How To Fix Your Overloaded Server

What happens when your users' pages become too popular for your network? Here is one ISP's solution.

by Jonathan Gross

As the Web becomes more and more populated with Web pages, there is also a growth in the number of people accessing those pages. Indexes, like Lycos and Yahoo, provide a good starting point for people who are looking for interesting pages to browse. However the resultant popularity has the potential to cause problems for the servers that are hosting the pages. This article examines what one ISP did when a page on his Web server began dragging the whole system down.

Cathie Walker gets her Internet feed from Islandnet and maintains a set of pages that she calls ``Centre For The Easily Amused'' on Islandnet's server that, as she says, ``ain't rocket science...[just] an average page with a catchy name and content.''

Cathie did nothing beyond the typical promotion of a Web site, submitting the link to the usual resources, Yahoo, EINet Galaxy, Starting Point, Lycos, Web Crawler, Harvest Gatherer, Apollo, Whole Internet Catalog, Nikos, and Jump Station, among others. On August 1, Centre for the Easily Amused (CEA) appeared on Netscape's ``What's New?'' list, generating even more traffic.

The next day, Cathie tried to retrieve her page, only to receive a ``Forbidden'' error from Islandnets server.

Meanwhile, Mark Morley, one of three owners and head technical contact for Islandnet, was working on the same machine the server was running on. Gradually, the machine slowed to a crawl, affecting not only Mark's work and the Web server, but also FTP access and the users that were dialing in. Figuring it was the server, Mark began wading through the logs and found that the number of requests for Cathie's page was inordinately high and was running the server into the ground. Her pages alone were generating between 25,000 and 50,000 hits a day. Since Islandnet is connected via a T1, bandwidth was not a problem, but the load imposed by 100,000 hits a day total on the server (a Sun Sparc 5 running SunOS 4.1.3 with 112 MEG of RAM and about 4GB of disk space) was unacceptable.

The Options

Mark figured he had three options:

  1. Remove access to Cathie's pages altogether.

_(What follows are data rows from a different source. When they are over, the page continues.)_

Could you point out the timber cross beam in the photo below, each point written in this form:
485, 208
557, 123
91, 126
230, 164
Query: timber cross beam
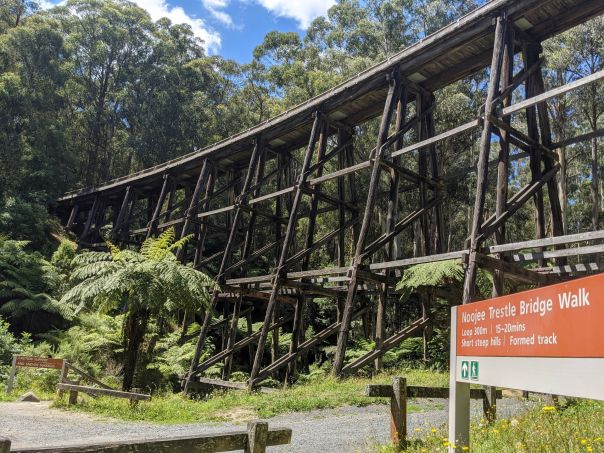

  2. Set up secondary, dedicated servers and offload the high volume pages to these machines.

  3. Put her pages on some sort of on/off schedule.

Option one, while the easiest and the quickest, is not a satisfactory solution. If you are offering Web space to your customers, you should be able to do so, regardless of technical problems. As Mark said, ``...it wasn't her fault her page was so popular that it brought our server to its knees.''

Option two is the best option, since it insures that there are CPU cycles available to handle incoming requests quickly, however it is also the most expensive, since it requires additional hardware.

Option three is quick, extremely easy to implement, and allows access to the page without slowing the server down too much. Unfortunately it doesn't provide full-time access.

The Solution

Denying access to Cathie's pages was out. Ideally, Mark would have liked to add another server, but he didn't have the hardware; Mark chose option three as a compromise between the first two.

First, he created a page that said something like, ``Thanks for connecting to Cathie's pages. Due to high server loads, her page will be unavailable for a few minutes. Please try back later.'' He named this file BUSY. He then copied the file containing her home page over to another file called HOMEPAGE and removed the original file from her Web space. Now the problem was swapping pages every once in awhile.

Since Islandnet is a *nix system, Mark created two cron entries:

0,30 * * * * cp /home/cwalker/HOMEPAGE /home/cwalker/homepage.html
15,45 * * * * cp /home/cwalker/BUSY /home/cwalker/homepage.html
The first cron entry would swap the real page into homepage.html at the top of every hour and half past every hour. The second entry would swap in the ``busy signal'' page every fifteen minutes and forty-five minutes past the hour, creating a 15 minutes on, 15 minutes off scenario.

Immediately, things looked much better. When her page was actually available, the system load shot up but didn't have time to get out of hand before the ``busy'' page was swapped in. Mark kept this schedule for about a week until the initial burst of popularity had subsided and then was able to remove the timer and still keep an acceptable system load.

Prevention

In case this happens again, Mark has purchased additional hardware and configured a dedicated server. If pages become popular and start causing problems for the server, they are switched over to the dedicated machine, where the CPU can keep up with the requests.

Jonathan Gross is the editor of WEBsmith magazine.